McKelvey, who began his career singing folk songs in the late ‘50s and switched to comedy in the early ‘60s, wrote and recorded the 1964 satirical song “My Radiation Baby (My Teenage Fallout Queen),” which also appeared on the LP “A Crowd of George McKelvey.”
As a comedian, McKelvey appeared on the Merv Griffin and Johnny Carson shows and performed with the San Francisco improvisational comedy group the Committee before moving to Denver, where he helped found Comedy Works, George McKelvey’s Comedy Club in suburban Aurora and Wit’s End.
McKelvey’s assist to Martin’s budding comedy career came in 1967: After breaking his leg skiing in Aspen, McKelvey asked the 21-year-old Martin to fill in for him at a small folk club there.
“He generously offered me all his salary -- I think it was $300 for the two weeks -- which would be more than I had ever earned, anywhere, any time,” Martin wrote in his memoir “Born Standing Up.”
McKelvey was born in Chicago on July 22, 1936, and launched his career in his hometown after a stint in the Navy.
Pioneer female ship captain
Molly Kool, 93, the first woman in North America to become a licensed ship captain, died Feb. 25 at her home in Bangor, Maine.
Kool got her captain’s papers in 1939 and sailed the Atlantic Ocean between Alma, Canada, and Boston for five years, her friend Ken Kelly said.
Kool grew up in the village of Alma in New Brunswick, where she learned a love of the sea and sailing from her father, a Dutch ship captain. At 23, she made history by earning the title of captain after the Canadian Shipping Act was rewritten to say “he/she” instead of just “he,” Kelly said.
She overcame superstitions about women working at sea and won the respect of male counterparts as she sailed her father’s 70-foot boat in the dangerous waters of the Bay of Fundy, said Mary Majka, who joined Kelly in a fundraising effort to pay to move Kool’s ancestral home from Alma to a knoll in nearby Fundy National Park overlooking the bay this spring.
“She was good enough that she won the respect of the old salts,” Majka said.
Kool left New Brunswick after marrying Ray Blaisdell of Bucksport, Maine, in 1944. They were together for 20 years before he died.
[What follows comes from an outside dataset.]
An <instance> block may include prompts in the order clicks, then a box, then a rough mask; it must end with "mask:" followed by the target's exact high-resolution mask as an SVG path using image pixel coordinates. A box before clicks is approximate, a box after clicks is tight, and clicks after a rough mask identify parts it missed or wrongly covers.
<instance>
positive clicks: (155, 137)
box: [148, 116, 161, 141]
In the 1960s, she married businessman John Carney, who bought her a boat, which he dubbed the Molly Kool.
Robert E.A. Lee
Former Lutheran film executive
Robert E. A. Lee, 87, the former executive secretary of Lutheran Film Associates, died Feb. 27 of cancer at his home in Long Island, N.Y., according to an announcement from the Evangelical Lutheran Church in America.
Lee was perhaps best known for his role as executive producer of “A Time for Burning,” a civil rights film that was ultimately nominated for an Academy Award in the documentary category.
Fred Friendly, the former president of CBS News, called it the “best civil rights film ever made.”
The film recounted an Omaha pastor’s efforts to have 10 couples from his church reach out to 10 African American couples from all-black churches in the area. But the program created substantial divisions within the pastor’s church and ultimately led him to resign.
The film was shown on PBS in 1966, and a New York Times critic called it “the most accomplished and sensitive hour of television this season.”
Lee was also publicist for “Martin Luther,” a biographical drama made in 1953 that was also nominated for Academy Awards for art direction and cinematography. But several areas with large Catholic populations, including the predominantly Catholic province of Quebec, banned the public screening of the film.
Born in Spring Grove, Minn., Lee earned a bachelor’s degree in music from Luther College in Decorah, Iowa. He served as a Navy pilot in the Pacific during World War II and was awarded the Distinguished Flying Cross.
He directed the Lutheran Film Associates, a pan-Lutheran organization, from 1954 until his retirement in 1988 at which time he opened his own communication firm.